I expected parallel residuals to reduce interference between attention and MLP during GPTQ calibration. Pre-quant BPB barely moved, but the quantization gap tightened across all 3 seeds, which made this the most useful change in practice.

### 2. Hessian-Aware SDClip

I used GPTQ's existing Hessian diagonal as a cheap importance signal to slightly modulate SDClip thresholds by row:

$$c_i = k \cdot \sigma_i \cdot [1 + \lambda(r_i - 1)], \quad \lambda = 0.175$$

where $\sigma_i$ is the standard deviation of row $i$ and $r_i$ is the row importance derived from Hessian-weighted magnitude. The effect is small but directionally useful at $\lambda = 0.175$; higher $\lambda$ hurt compression. I initially used $\lambda = 0.30$ but found $\lambda = 0.175$ is consistently better across seeds — both lower BPB and smaller artifact. Higher $\lambda$ reduces rounding error but increases entropy, which makes Brotli compression less effective.

### 3. Progressive Recurrence

Depth recurrence split into two phases: first loop enabled at 50% of training, second at 65%. The split points were not optimized — 50% matches the original and 65% was a single manual choice.
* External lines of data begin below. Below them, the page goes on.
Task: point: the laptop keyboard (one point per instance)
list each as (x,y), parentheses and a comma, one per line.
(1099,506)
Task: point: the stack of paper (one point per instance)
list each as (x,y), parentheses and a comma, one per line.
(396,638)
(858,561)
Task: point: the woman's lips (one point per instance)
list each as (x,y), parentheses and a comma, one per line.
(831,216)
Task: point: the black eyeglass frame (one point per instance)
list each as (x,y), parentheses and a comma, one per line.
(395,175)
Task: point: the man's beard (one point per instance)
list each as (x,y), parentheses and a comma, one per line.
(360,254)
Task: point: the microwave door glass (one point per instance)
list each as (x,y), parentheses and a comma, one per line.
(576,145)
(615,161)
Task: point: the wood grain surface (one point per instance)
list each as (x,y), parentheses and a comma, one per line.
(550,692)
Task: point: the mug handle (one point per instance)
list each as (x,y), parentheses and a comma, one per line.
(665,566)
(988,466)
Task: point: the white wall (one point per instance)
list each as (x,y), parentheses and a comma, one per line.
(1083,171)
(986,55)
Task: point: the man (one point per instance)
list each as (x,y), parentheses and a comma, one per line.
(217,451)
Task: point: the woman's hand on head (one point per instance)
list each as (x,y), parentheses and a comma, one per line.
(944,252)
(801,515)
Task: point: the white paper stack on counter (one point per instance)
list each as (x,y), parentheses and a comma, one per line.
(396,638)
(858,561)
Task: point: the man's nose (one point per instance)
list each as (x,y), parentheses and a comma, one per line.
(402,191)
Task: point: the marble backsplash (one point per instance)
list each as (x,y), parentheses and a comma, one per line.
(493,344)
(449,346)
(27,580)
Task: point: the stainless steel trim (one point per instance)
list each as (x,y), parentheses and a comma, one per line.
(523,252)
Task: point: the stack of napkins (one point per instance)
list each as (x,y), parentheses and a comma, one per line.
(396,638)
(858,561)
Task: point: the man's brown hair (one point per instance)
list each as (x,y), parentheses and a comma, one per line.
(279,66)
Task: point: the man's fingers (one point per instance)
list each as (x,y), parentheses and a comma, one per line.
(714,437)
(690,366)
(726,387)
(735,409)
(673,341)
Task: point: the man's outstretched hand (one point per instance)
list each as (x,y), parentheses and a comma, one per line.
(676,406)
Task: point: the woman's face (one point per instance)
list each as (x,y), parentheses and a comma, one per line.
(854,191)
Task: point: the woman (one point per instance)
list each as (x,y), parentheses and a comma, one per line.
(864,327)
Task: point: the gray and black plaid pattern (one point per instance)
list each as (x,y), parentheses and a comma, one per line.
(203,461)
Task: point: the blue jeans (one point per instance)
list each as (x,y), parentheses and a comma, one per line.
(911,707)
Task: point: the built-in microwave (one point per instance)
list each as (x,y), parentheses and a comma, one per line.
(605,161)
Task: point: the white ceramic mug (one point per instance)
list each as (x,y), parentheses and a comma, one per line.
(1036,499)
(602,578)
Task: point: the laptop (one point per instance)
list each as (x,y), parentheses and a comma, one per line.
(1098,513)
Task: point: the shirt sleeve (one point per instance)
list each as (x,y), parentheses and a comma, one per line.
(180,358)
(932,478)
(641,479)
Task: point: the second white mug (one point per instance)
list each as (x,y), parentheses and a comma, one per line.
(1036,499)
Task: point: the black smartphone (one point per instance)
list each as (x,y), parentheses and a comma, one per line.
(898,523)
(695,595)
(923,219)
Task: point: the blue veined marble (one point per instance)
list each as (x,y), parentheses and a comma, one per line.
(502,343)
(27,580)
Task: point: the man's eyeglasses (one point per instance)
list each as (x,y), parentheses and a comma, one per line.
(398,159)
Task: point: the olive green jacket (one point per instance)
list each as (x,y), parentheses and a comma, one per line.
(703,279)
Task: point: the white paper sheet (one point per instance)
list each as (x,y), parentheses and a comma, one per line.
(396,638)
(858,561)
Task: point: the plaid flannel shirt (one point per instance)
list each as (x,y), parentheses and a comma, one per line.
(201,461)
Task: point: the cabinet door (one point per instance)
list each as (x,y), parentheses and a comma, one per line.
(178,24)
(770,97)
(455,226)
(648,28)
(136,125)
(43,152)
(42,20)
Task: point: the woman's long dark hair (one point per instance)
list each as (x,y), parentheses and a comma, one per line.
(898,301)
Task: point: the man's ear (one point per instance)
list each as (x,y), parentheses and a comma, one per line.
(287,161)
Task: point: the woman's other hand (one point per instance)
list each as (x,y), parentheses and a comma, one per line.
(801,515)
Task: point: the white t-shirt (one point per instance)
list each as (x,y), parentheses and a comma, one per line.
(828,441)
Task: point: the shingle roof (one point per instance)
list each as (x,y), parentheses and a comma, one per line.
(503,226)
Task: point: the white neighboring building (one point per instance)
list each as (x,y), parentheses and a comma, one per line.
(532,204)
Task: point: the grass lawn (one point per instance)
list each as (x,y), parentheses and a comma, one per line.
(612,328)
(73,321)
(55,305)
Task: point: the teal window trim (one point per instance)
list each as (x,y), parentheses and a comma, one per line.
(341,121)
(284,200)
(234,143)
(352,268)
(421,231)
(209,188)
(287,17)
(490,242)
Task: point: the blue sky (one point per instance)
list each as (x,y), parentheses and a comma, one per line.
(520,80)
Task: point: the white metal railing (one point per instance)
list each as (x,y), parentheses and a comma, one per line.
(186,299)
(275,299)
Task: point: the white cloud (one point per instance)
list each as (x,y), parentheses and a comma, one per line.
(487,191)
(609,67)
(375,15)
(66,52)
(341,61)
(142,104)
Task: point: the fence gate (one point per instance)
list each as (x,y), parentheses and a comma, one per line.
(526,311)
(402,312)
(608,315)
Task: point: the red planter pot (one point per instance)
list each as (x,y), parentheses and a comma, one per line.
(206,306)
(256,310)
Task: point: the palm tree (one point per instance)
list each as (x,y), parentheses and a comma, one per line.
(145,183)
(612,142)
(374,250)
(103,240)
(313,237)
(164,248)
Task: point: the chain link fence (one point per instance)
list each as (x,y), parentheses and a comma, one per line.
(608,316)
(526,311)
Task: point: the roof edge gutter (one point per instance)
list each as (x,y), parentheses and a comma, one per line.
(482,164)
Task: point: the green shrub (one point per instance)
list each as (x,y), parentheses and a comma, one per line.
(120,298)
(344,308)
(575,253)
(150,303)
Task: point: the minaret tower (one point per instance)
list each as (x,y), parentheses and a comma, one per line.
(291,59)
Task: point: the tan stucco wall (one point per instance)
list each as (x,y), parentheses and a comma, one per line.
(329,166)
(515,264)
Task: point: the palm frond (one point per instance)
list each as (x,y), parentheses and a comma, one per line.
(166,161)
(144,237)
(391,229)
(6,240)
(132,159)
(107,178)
Enabling both loops at once causes a sharper loss spike; splitting gives the model time to adapt to each additional pass before adding the next.

## Hessian Analysis (Cross-Seed)

Hessian diagnostics from 3 seeds, 67 matrices each:

- **Group-level traces** (early/loop/mid/late blocks): $r=0.997$ across seeds
- **Per-matrix traces**: $r=0.994$
- **Per-row importance**: $r=0.12$ (noise)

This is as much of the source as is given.